Intuition Behind Gradient Descent

Gradient Descent (GD) is an optimization algorithm. The algorithm is simple:

1. Get a starting $x^0$
2. Do the update $x^{k+1} = x^k - t \nabla f(x^k)$

There are certain keywords or phrases which you would have seen or heard, but not understood, such as:

• “Moving down the hill”
• “direction of steepest descent”
• “direction of lowest energy”
• your instructor would draw a ‘U-shaped’ curve and move his shiny marker down one side to the bottom…

I’ll try to demystify all of these

Before you understand GD, you must understand what smooth convexity gives you. Because understanding smooth convexity tells you what GD is actually doing and how it was derived.

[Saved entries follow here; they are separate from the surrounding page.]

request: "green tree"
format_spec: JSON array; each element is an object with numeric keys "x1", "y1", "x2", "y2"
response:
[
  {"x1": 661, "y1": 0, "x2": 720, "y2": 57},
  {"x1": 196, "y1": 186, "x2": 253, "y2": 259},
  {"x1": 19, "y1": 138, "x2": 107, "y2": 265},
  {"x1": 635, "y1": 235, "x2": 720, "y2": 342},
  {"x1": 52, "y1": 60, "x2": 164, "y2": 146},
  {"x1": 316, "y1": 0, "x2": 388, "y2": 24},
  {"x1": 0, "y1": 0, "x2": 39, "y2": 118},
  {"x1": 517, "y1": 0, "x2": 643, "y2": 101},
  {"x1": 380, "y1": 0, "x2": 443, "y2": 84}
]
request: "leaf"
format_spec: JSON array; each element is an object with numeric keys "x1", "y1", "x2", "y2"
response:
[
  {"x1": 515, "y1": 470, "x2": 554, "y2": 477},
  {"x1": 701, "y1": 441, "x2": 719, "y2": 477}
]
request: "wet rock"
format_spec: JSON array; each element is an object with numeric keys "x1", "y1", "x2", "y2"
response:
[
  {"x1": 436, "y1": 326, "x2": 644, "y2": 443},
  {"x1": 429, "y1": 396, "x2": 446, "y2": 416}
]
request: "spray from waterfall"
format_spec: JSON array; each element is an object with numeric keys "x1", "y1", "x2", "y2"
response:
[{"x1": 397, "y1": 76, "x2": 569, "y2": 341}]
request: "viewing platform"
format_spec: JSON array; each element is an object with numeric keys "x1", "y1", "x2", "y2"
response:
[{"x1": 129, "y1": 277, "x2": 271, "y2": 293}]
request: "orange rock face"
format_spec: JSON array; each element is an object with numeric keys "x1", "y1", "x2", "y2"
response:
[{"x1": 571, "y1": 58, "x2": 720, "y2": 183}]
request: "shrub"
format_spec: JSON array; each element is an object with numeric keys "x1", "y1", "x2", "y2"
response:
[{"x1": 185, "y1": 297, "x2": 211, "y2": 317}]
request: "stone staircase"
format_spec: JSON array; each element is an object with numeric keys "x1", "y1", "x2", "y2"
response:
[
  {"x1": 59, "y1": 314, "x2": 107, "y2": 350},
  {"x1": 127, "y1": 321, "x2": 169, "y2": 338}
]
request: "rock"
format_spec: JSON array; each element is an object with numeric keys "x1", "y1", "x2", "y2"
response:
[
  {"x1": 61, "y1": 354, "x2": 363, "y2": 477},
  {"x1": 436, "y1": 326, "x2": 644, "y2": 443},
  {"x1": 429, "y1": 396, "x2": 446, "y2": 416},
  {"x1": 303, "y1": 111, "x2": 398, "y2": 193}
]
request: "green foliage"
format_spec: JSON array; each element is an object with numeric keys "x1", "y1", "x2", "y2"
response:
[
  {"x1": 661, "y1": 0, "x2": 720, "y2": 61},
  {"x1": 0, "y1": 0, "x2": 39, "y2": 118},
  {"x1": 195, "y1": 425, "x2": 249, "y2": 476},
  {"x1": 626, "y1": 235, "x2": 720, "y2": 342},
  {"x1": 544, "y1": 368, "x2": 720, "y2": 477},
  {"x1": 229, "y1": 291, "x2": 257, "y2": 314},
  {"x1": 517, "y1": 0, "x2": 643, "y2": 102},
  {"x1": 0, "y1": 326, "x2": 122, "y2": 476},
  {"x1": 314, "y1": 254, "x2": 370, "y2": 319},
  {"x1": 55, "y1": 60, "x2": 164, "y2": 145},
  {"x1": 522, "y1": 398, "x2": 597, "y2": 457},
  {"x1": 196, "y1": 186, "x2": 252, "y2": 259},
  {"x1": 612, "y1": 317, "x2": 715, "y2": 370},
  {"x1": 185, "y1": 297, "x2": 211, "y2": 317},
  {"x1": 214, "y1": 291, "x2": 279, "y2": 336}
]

Smooth: A function is smooth, if it’s gradient and hessian exists at all points in the domain of the function. If the gradient and hessian exists at all points of the function, then we can generate a second order taylor approximation at each point of the function. Intuitively, we can draw a quadratic (‘U-shaped’ curve) at all points of the function. The equation for this quadratic is the well – known taylor approximation: $f(y) = f(x^k) + (y - x)^T \nabla f(x^k) + \frac{1}{2t}||y - x^k||^2$

Refer to the figure below: Convex: Now that each point of the function has it’s own ‘U-shaped curve’, we further say that the entire U curve lies above the original function. So how does this help us?

Well, think about this. You know from calculus that minimizing a quadratic is trivial. So if you take a point and its respective U curve (or quadratic approximation) and minimize that, then from convexity, that minimum will lie above your original function. The value at which the quadratic or U-Curve is minimized is the next iterate. Because the U-curve or quadratic is bound to exist (Thank you Smoothness) and the value of the function at the minimizer is ALWAYS lower than the minimum of the quadratic (Thank you Convexity).

So in GD, at each update or current iteration of $x^k$, what you’re essentially doing is

1. Building the quadratic (or U-curve) for that current iterate: $f(y) = f(x^k) + (y - x)^T \nabla f(x^k) + \frac{1}{2t}||y - x^k||^2$
2. Finding the point that minimizes the quadratic (U-curve) $\frac{\partial f(y)}{\partial y} = 0 \implies \nabla f(x^k) + \frac{1}{t}(y - x^k) = 0 \implies y = x^k - t \nabla f(x^k)$

This $y$ is your $x^{k+1}$.